'Awkwafina is Nora From Queens' doesn't add to its star's current moment

Posted January 21, 2020 10:35 a.m. EST

— Awkwafina has had a pretty terrific run of late, including a Golden Globe-winning role in the understated independent film "The Farewell." While it's easy to see why Comedy Central would jump at the chance to get in business with her, it's less clear how she benefits from "Awkafina is Nora From Queens," a semi-autobiographical series that seems like every other scripted show on the network.

For Comedy Central, the timing represents a bit of a coup, catching a rising star as her film career is taking off, with the more serious part coming amid scene-stealing supporting roles in movies like "Crazy Rich Asians," "Ocean's 8" and "Jumanji: The Next Level." No wonder they ordered a second season even before its premiere.

Despite some funny moments, the show falls into a broad category of TV comedy -- the 20-something slacker, fumbling her way through life in the big city -- that can't help but feel a little stale at this point.

Here, Awkwafina, a.k.a. Nora Lum, is a part-time Uber driver still living with her family. Nora turns out to be fairly typical of recent TV contemporaries in her demo -- strapped for money, fond of smoking weed, a little confused, and a whole lot self-absorbed.

What that leaves, mostly, are the occasional funny sequence, peppered with cultural slights and flourishes, like someone telling her, "Your English is so good."

Still, where most semi-autobiographical comedy gains something from looking back -- filtering the exaggerations and creative liberties through the gauzy haze of memory -- having the actress play this fame-free version of herself somehow makes it less convincing.
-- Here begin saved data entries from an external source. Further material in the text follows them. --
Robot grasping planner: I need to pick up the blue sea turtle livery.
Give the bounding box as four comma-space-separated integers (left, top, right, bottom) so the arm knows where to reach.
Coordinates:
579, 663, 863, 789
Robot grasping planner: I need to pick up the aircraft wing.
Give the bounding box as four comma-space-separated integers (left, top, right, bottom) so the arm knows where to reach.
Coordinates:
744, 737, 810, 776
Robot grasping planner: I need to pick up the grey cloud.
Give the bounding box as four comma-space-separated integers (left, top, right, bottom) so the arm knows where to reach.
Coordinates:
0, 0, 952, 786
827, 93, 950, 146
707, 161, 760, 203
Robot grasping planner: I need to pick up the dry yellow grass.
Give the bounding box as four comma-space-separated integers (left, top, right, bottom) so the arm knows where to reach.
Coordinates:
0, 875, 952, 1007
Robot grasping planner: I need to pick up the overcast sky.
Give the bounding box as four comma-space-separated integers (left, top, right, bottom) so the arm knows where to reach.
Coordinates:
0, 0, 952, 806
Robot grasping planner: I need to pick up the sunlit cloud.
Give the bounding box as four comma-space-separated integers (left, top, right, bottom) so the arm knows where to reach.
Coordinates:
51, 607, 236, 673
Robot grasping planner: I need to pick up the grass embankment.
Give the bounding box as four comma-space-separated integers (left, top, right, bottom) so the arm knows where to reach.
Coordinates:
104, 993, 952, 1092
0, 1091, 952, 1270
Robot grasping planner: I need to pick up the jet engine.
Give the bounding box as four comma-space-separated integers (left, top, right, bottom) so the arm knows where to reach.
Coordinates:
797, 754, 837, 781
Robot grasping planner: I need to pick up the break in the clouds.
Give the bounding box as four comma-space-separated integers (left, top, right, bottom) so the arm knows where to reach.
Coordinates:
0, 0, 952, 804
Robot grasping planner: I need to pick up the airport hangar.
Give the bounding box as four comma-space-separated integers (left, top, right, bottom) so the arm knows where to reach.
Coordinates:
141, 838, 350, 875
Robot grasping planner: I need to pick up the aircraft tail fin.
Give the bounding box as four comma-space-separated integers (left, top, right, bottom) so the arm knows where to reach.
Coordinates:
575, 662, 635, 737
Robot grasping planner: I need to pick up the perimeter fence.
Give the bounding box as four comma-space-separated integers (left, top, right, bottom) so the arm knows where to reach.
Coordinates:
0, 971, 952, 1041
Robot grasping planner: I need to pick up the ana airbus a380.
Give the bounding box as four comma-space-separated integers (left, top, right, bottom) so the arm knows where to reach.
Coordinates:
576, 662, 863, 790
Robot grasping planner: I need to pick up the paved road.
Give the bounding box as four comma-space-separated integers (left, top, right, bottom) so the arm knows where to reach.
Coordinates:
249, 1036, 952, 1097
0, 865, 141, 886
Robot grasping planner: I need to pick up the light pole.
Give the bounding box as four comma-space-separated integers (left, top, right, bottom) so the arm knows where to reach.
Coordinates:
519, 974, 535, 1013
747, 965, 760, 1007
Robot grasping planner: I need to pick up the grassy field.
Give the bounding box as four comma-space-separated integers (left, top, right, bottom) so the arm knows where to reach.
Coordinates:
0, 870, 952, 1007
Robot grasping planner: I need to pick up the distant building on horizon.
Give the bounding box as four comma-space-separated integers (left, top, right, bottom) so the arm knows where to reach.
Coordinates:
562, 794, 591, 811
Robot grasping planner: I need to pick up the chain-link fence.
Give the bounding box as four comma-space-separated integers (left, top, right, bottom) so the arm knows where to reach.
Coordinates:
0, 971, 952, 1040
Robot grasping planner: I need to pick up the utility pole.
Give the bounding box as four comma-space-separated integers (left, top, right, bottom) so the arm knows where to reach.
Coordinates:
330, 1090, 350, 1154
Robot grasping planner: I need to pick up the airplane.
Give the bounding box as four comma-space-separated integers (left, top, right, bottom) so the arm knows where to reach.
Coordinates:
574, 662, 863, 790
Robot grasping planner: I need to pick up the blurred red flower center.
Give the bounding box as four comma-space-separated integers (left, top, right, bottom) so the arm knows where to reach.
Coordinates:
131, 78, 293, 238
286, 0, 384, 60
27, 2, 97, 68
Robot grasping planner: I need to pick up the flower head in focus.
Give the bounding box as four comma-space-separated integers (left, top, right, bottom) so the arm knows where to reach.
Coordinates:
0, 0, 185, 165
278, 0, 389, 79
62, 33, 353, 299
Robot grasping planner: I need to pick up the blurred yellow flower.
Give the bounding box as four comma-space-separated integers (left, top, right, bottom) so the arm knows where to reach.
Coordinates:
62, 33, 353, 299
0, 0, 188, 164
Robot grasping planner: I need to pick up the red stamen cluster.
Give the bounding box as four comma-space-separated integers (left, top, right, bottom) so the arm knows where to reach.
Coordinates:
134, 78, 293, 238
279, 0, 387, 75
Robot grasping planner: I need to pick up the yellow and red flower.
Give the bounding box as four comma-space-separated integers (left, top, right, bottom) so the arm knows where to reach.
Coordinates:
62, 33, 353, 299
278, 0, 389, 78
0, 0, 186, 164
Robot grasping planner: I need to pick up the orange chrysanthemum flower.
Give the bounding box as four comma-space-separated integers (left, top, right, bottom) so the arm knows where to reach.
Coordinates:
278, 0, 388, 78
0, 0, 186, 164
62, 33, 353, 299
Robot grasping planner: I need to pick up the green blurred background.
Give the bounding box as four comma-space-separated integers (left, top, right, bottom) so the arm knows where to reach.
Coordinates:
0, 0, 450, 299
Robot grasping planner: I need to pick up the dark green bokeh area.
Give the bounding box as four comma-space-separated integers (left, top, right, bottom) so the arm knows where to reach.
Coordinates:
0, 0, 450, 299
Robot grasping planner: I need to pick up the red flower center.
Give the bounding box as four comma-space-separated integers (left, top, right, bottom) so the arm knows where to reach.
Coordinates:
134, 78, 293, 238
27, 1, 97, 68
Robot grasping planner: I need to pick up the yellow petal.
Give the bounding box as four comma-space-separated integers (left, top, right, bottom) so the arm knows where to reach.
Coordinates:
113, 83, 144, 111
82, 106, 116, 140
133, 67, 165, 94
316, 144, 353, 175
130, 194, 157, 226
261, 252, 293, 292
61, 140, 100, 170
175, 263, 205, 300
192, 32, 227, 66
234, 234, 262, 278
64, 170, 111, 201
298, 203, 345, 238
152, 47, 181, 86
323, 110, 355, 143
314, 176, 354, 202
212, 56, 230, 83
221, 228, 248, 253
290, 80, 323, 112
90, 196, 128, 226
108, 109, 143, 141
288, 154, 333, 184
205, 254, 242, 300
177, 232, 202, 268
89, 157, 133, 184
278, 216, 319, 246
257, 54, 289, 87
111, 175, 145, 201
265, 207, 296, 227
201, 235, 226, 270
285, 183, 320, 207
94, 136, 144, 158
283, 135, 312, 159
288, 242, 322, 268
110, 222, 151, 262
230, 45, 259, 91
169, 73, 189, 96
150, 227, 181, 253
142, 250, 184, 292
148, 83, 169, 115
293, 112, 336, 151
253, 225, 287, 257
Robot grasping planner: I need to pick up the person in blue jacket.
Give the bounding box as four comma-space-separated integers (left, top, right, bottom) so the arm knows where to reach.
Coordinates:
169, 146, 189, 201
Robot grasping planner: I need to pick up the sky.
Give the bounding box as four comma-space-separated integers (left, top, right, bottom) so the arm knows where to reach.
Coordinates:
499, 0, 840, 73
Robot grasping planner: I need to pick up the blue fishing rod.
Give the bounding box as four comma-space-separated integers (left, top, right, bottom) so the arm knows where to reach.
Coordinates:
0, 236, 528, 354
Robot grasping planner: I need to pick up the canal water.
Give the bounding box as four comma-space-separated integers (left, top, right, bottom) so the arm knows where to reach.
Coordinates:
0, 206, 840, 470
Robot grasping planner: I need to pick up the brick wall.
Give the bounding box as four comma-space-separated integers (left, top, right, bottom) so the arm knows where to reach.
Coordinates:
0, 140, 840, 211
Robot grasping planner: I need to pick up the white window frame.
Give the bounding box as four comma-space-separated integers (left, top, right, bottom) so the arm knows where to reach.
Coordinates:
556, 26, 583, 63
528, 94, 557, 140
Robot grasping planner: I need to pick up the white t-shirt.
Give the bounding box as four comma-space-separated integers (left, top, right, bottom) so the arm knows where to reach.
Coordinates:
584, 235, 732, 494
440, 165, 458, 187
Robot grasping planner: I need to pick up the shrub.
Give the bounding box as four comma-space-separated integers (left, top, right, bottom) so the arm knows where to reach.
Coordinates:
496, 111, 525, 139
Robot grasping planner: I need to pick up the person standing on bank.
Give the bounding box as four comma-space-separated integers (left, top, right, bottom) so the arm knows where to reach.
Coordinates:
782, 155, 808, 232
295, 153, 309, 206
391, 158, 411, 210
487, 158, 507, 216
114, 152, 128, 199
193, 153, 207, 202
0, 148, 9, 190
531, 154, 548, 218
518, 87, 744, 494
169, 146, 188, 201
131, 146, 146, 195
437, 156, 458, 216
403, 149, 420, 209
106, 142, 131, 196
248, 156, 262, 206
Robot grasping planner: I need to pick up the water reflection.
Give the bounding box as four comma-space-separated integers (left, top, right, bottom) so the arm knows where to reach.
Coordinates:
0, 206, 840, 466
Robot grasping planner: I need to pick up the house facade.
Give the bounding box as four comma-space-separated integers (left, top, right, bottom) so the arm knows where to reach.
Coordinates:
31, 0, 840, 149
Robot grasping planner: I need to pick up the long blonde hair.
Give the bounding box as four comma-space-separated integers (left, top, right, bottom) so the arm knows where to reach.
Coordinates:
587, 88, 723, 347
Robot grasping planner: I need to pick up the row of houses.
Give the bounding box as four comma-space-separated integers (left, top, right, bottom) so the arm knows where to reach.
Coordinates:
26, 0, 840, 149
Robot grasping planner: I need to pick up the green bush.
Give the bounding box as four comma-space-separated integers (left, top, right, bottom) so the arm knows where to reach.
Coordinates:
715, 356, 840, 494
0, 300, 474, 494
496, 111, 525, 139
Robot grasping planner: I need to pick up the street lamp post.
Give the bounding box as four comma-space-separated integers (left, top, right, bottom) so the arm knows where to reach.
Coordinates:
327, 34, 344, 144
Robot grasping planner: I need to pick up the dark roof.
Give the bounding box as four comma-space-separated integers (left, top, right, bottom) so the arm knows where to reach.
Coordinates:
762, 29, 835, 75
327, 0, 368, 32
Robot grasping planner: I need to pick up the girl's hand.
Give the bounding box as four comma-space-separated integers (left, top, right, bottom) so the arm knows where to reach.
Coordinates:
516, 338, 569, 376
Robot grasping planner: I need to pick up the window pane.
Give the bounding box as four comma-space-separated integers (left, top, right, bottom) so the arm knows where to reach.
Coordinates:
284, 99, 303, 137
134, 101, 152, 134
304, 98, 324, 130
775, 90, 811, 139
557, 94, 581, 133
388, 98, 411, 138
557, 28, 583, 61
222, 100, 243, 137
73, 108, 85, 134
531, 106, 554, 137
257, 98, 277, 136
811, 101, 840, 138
It doesn't help that the supporting and guest players are so broadly drawn, including Nora's wacky, foul-mouthed grandma (Lori Tan Chinn), cranky dad (BD Wong) and Ivy League grad, app-developing cousin ("Saturday Night Live's" Bowen Yang).

In one episode, grandma drags Nora along on a trip to Atlantic City, where the group of elderly Chinese ladies have what amounts to a turf battle with a equally geriatric Korean group. In another, Nora decides to bleach her hair -- insisting "I'm sick of playing it safe" -- with predictably disastrous results.

And so it goes. It's occasionally droll and clever, in a "Broad City"-ish way. But unless you're really eager to see more of Awkwafina, you'd have to be more motivated than the title character is to muster the energy to set the DVR for "Nora From Queens."

"Awkwafina is Nora From Queens" premieres Jan. 22 at 10:30 p.m. on Comedy Central.